Overview

Jupyter Notebooks are documents which can combine executable code, formatted text, and interactive graphics into a single file. Because Notebooks can be shared, they provide developers with a tool for capturing and explaining their computational results. To use a Jupyter Notebook, a web application, such as JupyterLab, is needed.

We now provide a web portal where JupyterLab can be accessed on Rivanna.

However, to use JupyterLab, you must have an account on Rivanna.

Accessing JupyterLab

To access JupyterLab, you will begin by connecting to our Open OnDemand portal:

  1. Open a web browser and go to https://rivanna-portal.hpc.virginia.edu.
  2. Use your Netbadge credentials to log in.
  3. On the top right of the menu bar of the Open OnDemand dashboard, click on Interactive Apps.
  4. In the drop-down box, click on JupyterLab.

Requesting an Instance

Your instance (or copy) of JupyterLab will run on a Rivanna compute node. So it will need a list of resources, such as partition, time, and allocation. If you are new to Rivanna, you may want to read the Rivanna User Guide to learn more about the partitions.
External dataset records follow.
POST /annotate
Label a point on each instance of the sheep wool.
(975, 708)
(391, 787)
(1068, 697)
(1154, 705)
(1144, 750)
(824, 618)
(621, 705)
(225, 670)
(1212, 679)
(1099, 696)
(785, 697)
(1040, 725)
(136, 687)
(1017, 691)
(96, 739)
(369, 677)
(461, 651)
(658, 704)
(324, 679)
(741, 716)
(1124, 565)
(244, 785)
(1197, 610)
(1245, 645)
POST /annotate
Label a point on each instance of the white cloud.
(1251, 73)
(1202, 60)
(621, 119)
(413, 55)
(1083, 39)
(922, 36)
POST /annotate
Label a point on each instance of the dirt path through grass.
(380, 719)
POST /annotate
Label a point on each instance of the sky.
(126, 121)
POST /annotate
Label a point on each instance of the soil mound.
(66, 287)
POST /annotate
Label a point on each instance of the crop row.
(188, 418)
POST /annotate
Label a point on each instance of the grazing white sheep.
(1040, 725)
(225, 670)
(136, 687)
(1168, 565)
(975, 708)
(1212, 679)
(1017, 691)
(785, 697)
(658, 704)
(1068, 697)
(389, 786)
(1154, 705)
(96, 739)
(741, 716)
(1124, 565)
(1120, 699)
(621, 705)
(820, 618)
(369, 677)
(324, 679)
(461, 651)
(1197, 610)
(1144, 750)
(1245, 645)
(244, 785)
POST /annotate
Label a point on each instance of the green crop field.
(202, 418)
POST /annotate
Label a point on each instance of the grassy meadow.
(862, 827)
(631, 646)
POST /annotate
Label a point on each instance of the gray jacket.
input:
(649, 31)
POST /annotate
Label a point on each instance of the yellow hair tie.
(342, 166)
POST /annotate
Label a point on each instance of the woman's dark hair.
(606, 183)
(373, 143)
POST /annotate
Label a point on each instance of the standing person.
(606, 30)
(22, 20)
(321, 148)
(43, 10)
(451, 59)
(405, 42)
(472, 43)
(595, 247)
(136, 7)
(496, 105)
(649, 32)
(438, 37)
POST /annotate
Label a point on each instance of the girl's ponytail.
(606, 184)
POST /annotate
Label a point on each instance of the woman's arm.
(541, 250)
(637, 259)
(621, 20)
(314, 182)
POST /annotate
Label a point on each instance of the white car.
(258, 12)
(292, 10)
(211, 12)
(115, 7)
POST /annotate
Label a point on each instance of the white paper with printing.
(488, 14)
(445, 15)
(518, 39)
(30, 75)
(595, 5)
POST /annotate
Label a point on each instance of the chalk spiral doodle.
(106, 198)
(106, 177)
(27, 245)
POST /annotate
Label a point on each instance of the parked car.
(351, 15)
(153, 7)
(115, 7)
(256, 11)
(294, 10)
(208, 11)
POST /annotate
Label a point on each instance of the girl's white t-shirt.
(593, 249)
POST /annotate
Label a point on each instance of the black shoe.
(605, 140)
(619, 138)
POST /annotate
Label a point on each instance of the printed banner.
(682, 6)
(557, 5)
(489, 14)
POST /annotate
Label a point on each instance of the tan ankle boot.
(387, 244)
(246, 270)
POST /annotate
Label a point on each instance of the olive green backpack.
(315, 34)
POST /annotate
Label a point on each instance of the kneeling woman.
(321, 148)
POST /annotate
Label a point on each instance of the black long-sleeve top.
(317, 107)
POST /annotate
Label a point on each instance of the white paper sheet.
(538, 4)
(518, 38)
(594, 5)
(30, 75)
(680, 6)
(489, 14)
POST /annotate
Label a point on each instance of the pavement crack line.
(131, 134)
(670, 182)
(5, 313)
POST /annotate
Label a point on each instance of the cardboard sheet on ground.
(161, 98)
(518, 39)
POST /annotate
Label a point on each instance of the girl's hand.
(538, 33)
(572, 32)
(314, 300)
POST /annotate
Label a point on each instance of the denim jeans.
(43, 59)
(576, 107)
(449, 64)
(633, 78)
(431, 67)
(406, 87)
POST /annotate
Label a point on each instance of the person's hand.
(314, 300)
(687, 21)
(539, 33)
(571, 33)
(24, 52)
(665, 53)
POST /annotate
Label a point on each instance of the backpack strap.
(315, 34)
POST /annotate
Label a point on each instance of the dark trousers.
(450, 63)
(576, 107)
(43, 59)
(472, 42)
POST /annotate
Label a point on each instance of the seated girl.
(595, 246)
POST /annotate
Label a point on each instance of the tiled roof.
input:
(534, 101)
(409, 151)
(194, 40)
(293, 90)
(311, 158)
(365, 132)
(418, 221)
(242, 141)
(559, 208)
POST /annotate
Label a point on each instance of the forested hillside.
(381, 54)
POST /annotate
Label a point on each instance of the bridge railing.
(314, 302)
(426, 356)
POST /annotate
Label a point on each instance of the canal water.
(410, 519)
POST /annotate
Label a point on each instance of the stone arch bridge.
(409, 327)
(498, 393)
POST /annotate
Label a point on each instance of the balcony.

  1. After connecting to JupyterLab through Open OnDemand, a form will appear where you can fill in the resources for JupyterLab.
  2. When done filling in the resources, click on the blue “Launch” button at the bottom of the form.
  3. It will take a few minutes for the system to gather the resources for your instance of JupyterLab. When the resources are ready a Connect to Jupyter button will appear. Click on the button and the Notebook session will open in a new tab.

Running Notebooks

The JupyterLab dashboard will have two panes:

  • A file browser pane on the left where you will see the files and folders in your Rivanna directory; and
  • A Launcher pane on the right with tiles for the available kernels (i.e., underlying software that will run the code in your Notebooks).

If you already have a Jupyter Notebook in your account, you can maneuver to the file in the file-browser pane, and double-click on the file name to open the Notebook.

However, if you want to create a new Notebook, go to the Launcher pane and click on the tile for the desired kernel (e.g., Python 3).

If you are more familiar with the classic Notebook environment, you can change the JupyterLab format by clicking on Help and select Launch Classic Notebook.

Custom JupyterLab Kernels

You may notice that the number or type of tiles on the Launcher differs between your account and a colleague’s account. If you have created conda environments with the ipykernel package installed, those environments will appear as separate, specialized kernels labeled Python [conda env:<ENV_NAME>]. You may need to hover over a tile to see the name of the environment.